The price adjustments follow a nearly 15% increase in April and come as Egypt works to meet the terms of its $8 billion loan agreement with the International Monetary Fund (IMF). The IMF has continually pressed the government to align local energy prices with actual international costs.
New Fuel Prices Announced
The price changes, published in the country's official gazette, reflect the government’s efforts to narrow the financial gap. New per-liter prices are as follows:
| Fuel Grade | Old Price (EGP/Liter) | New Price (EGP/Liter) | Increase |
| Diesel | 15.50 | 17.50 | $~12.9\%$ |
| Gasoline 80 Octane | 15.75 | 17.75 | $~12.7\%$ |
| Gasoline 92 Octane | 17.25 | 19.25 | $~11.6\%$ |
| Gasoline 95 Octane | 19.00 | 21.00 | $~10.5\%$ |
Crucially, the Petroleum Ministry stated that domestic fuel prices will now be frozen for at least a year, citing local, regional, and global market conditions.

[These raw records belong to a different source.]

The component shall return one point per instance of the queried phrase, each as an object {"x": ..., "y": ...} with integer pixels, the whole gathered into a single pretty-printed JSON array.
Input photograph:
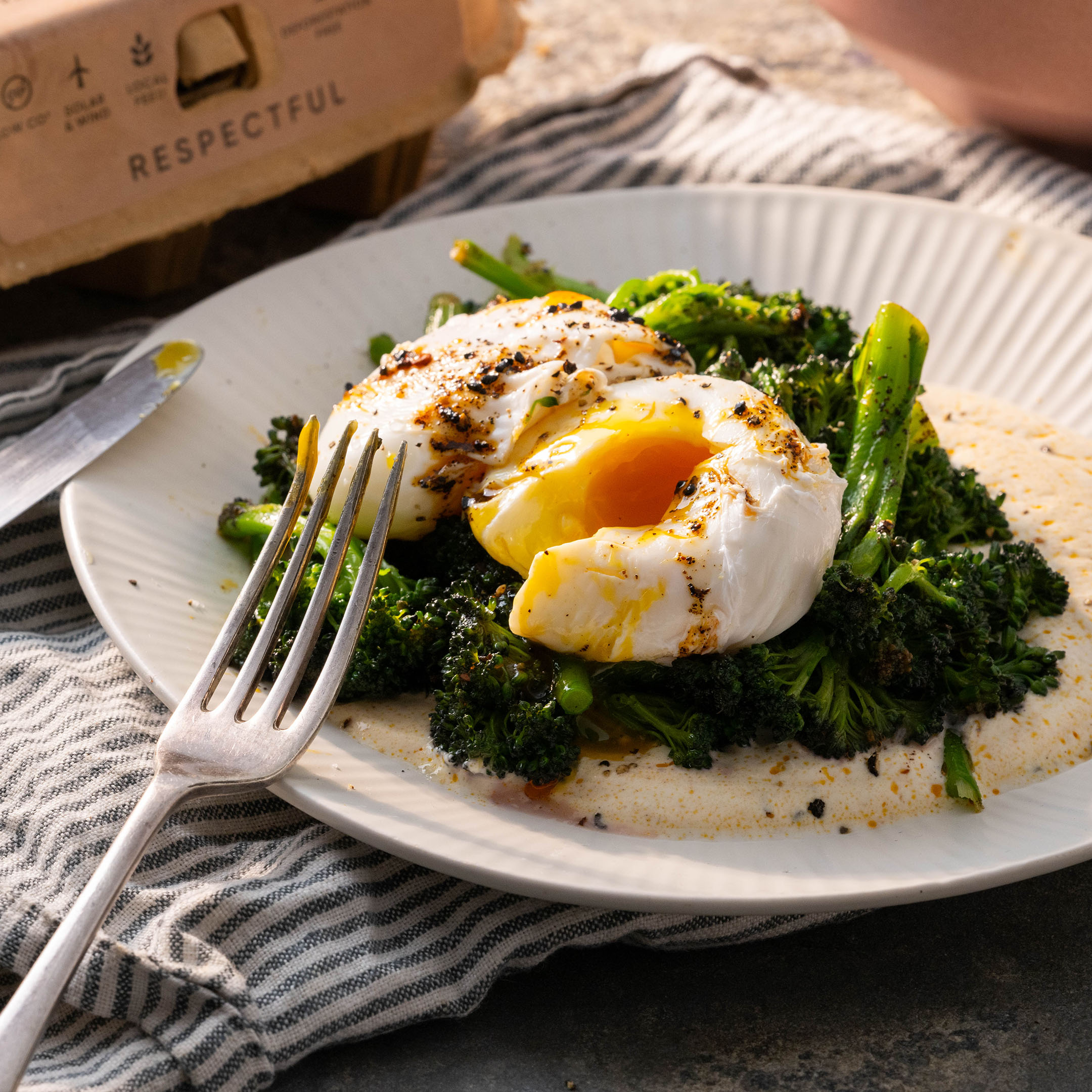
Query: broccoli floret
[
  {"x": 403, "y": 637},
  {"x": 739, "y": 698},
  {"x": 496, "y": 701},
  {"x": 453, "y": 556},
  {"x": 688, "y": 734},
  {"x": 946, "y": 506},
  {"x": 276, "y": 463},
  {"x": 818, "y": 396}
]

Economic Necessity and IMF Mandates
The decision underscores the severe economic pressures facing Egypt, which has struggled with a chronic foreign currency shortage, high debt, and persistent inflation. The government’s budget allocated for fuel subsidies had been reduced to an estimated 75 billion Egyptian pounds for the current fiscal year (FY 2025/26), down from 154.5 billion EGP the previous year.
While the government remains committed to gradually eliminating energy subsidies, it has noted that a partial subsidy on diesel will continue. Diesel is the most widely used fuel in transportation and agriculture, and its price is carefully managed to mitigate the inflationary shock on key sectors and low-income citizens.
Despite the reforms, the price hikes risk accelerating inflation and increasing the cost of living for many Egyptians, a key concern for policymakers who are attempting to strengthen social safety nets alongside the fiscal consolidation.
The IMF had previously urged Cairo to reach full cost-recovery for all fuel products by December, a target the government is moving closer to with this latest move. The reforms, however painful for consumers, are seen as essential for restoring fiscal stability and building economic resilience.